Repeat reimplantation may be required for more severe cases. Ensure that the ureter is transected outside the bladder during reoperation and consider using a psoas hitch or transureteroureterostomy because of its inadequate length.

Bladder diverticula may complicate reimplantation surgery either at the site of bladder closure or at the reimplantation site. This may necessitate reoperation if the diverticula drains poorly or is associated with reflux or an obstruction.

Urinary extravasation indicates incomplete healing of the bladder or implanted ureterovesical junction. Prolonged catheterization or stenting is warranted.


Gross hematuria after ureteral reimplantation is common. Persistent bleeding or clots indicate inadequate hemostasis at the time of operation. Hematuria is often self-limited and does not require operative intervention; however, continue prolonged catheterization until hematuria resolves. Patients rarely need transurethral fulguration or reoperation.


Urosepsis is due to an untreated UTI or ureteral obstruction. To prevent sepsis, clear preoperative urine cultures of infection. If ureteral obstruction causes urosepsis, relieve the obstruction promptly and institute the appropriate antibiotics.


Anuria is rare and may indicate dehydration or bilateral ureteral obstruction. Provide therapy via intravenous fluid challenges and furosemide. Check ureteral catheters for patency. If ureteral catheters were not used, obtain upper tract imaging studies such as ultrasonography to rule out bilateral ureteral obstruction. Manage bilateral ureteral obstruction with percutaneous nephrostomy tubes.


Long-Term Monitoring

Yearly ultrasonography helps to monitor renal growth, to detect hydronephrosis, and to evaluate bladder anatomy and voiding dynamics (filling and emptying).
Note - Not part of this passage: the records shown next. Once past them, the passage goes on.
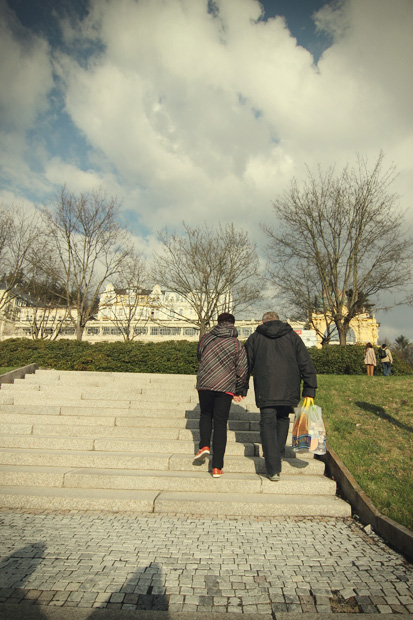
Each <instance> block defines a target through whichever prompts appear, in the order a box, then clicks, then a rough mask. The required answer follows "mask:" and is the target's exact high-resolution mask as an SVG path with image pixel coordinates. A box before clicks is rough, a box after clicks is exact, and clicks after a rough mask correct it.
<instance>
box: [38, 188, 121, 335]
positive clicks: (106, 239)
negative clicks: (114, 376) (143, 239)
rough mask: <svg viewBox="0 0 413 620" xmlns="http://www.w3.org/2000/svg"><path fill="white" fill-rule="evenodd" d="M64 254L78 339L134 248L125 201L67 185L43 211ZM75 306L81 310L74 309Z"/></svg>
mask: <svg viewBox="0 0 413 620" xmlns="http://www.w3.org/2000/svg"><path fill="white" fill-rule="evenodd" d="M41 213H42V215H43V218H44V222H45V224H46V226H47V229H48V231H49V236H50V240H51V241H52V242H53V246H54V251H55V253H56V256H57V257H58V258H59V262H60V266H61V271H62V273H63V277H64V282H63V283H62V285H63V287H64V290H65V294H66V304H67V306H68V309H69V314H70V316H71V318H72V322H73V323H74V325H75V328H76V336H77V338H78V340H81V339H82V335H83V331H84V328H85V326H86V323H87V321H89V320H90V319H91V318H92V317H93V316H94V314H95V312H96V310H97V303H98V296H99V293H100V291H101V288H102V286H103V284H104V283H105V282H107V281H108V280H109V279H110V278H112V277H113V276H114V275H117V274H118V273H119V272H120V271H121V270H122V266H123V265H124V262H125V260H126V259H127V257H128V256H129V255H130V254H131V253H132V252H133V250H132V245H131V241H130V236H129V234H128V232H127V231H126V230H125V229H124V228H123V227H122V225H121V224H120V221H119V215H120V204H119V202H118V201H117V200H116V198H112V197H107V196H106V194H105V193H104V192H102V191H101V190H96V191H93V192H91V193H86V194H79V195H75V194H72V193H70V192H69V191H68V190H67V189H66V187H63V188H62V190H61V192H60V194H59V195H58V196H57V197H56V200H55V202H54V204H53V205H52V208H51V209H48V208H47V207H44V208H43V210H42V211H41ZM73 310H76V312H73Z"/></svg>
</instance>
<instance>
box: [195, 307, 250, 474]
mask: <svg viewBox="0 0 413 620" xmlns="http://www.w3.org/2000/svg"><path fill="white" fill-rule="evenodd" d="M197 353H198V361H199V368H198V374H197V383H196V388H197V390H198V395H199V404H200V408H201V415H200V419H199V430H200V442H199V450H198V452H197V454H196V455H195V459H194V463H195V464H200V463H202V462H203V461H204V460H205V458H206V457H207V456H208V455H209V454H210V452H211V451H210V443H211V434H212V428H214V435H213V441H212V476H213V477H214V478H219V477H220V476H222V475H223V473H224V472H223V469H222V468H223V466H224V454H225V448H226V445H227V423H228V416H229V410H230V407H231V402H232V400H234V401H235V402H240V401H241V400H242V399H243V398H244V397H245V396H246V394H247V390H248V361H247V355H246V353H245V348H244V345H243V344H242V343H241V342H240V341H239V340H238V332H237V330H236V328H235V317H234V315H233V314H230V313H229V312H224V313H222V314H220V315H219V316H218V325H216V326H215V327H214V328H213V329H212V330H211V331H210V332H208V333H207V334H205V335H204V336H203V337H202V338H201V340H200V341H199V344H198V352H197Z"/></svg>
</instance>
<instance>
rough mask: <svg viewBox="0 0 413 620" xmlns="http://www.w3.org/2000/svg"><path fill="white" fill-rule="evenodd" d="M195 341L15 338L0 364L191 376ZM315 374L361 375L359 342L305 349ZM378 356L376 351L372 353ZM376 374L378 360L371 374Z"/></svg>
mask: <svg viewBox="0 0 413 620" xmlns="http://www.w3.org/2000/svg"><path fill="white" fill-rule="evenodd" d="M196 349H197V343H196V342H189V341H187V340H174V341H164V342H97V343H94V344H91V343H89V342H79V341H77V340H57V341H54V342H50V341H46V340H29V339H27V338H15V339H10V340H4V341H3V342H0V366H8V367H9V366H12V367H21V366H26V365H27V364H33V363H35V364H37V365H38V366H39V367H43V368H55V369H56V370H84V371H88V370H90V371H106V372H150V373H165V374H182V375H188V374H196V372H197V370H198V361H197V357H196ZM309 353H310V356H311V358H312V359H313V361H314V365H315V367H316V370H317V373H318V374H334V375H362V374H366V369H365V365H364V346H361V345H347V346H345V347H340V346H336V345H331V346H328V347H324V348H323V349H317V348H316V347H312V348H311V349H309ZM377 358H378V355H377ZM392 372H393V374H395V375H404V374H413V370H412V368H411V367H410V366H409V365H408V364H407V363H406V362H405V361H404V360H403V359H401V358H399V357H398V356H397V354H396V355H394V364H393V369H392ZM380 373H381V364H380V362H378V364H377V368H376V374H380Z"/></svg>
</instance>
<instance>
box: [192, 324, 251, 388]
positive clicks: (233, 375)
mask: <svg viewBox="0 0 413 620" xmlns="http://www.w3.org/2000/svg"><path fill="white" fill-rule="evenodd" d="M237 336H238V332H237V330H236V328H235V327H233V326H228V325H217V326H216V327H214V328H213V329H212V331H210V332H208V333H207V334H205V336H203V337H202V338H201V340H200V342H199V344H198V360H199V368H198V375H197V383H196V387H197V389H198V390H213V391H216V392H227V393H229V394H237V395H241V396H245V395H246V393H247V390H248V361H247V355H246V352H245V348H244V345H243V344H242V342H240V341H239V340H238V338H237Z"/></svg>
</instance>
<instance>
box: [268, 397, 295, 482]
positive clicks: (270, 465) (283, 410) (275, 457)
mask: <svg viewBox="0 0 413 620" xmlns="http://www.w3.org/2000/svg"><path fill="white" fill-rule="evenodd" d="M260 411H261V417H260V434H261V443H262V451H263V453H264V459H265V467H266V469H267V474H269V475H270V476H273V475H274V474H279V473H280V472H281V458H282V457H283V456H284V451H285V444H286V442H287V436H288V429H289V427H290V416H289V414H290V411H291V407H288V406H287V407H286V406H277V407H263V408H262V409H261V410H260Z"/></svg>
However, this is not mandatory, especially if the patient has not had evidence of febrile UTI and has had normal findings on initial ultrasonography.

Radionuclide cystography every year to every 24 months helps monitor presence or resolution of VUR and helps to grade the amount of reflux. Compare with earlier studies to determine a trend toward resolution.

Obtain nuclear cystography during regular follow-up studies in a patient with known reflux. Although not as anatomically accurate as the standard VCUG, nuclear cystography provides adequate information regarding the current status of VUR. The main advantage of performing nuclear cystography is that it exposes the child to less radiation and may be more sensitive in revealing VUR.

Consider a DMSA scan if the child develops evidence of pyelonephritis, and this should be performed at least 6 months after resolution of the pyelonephritis.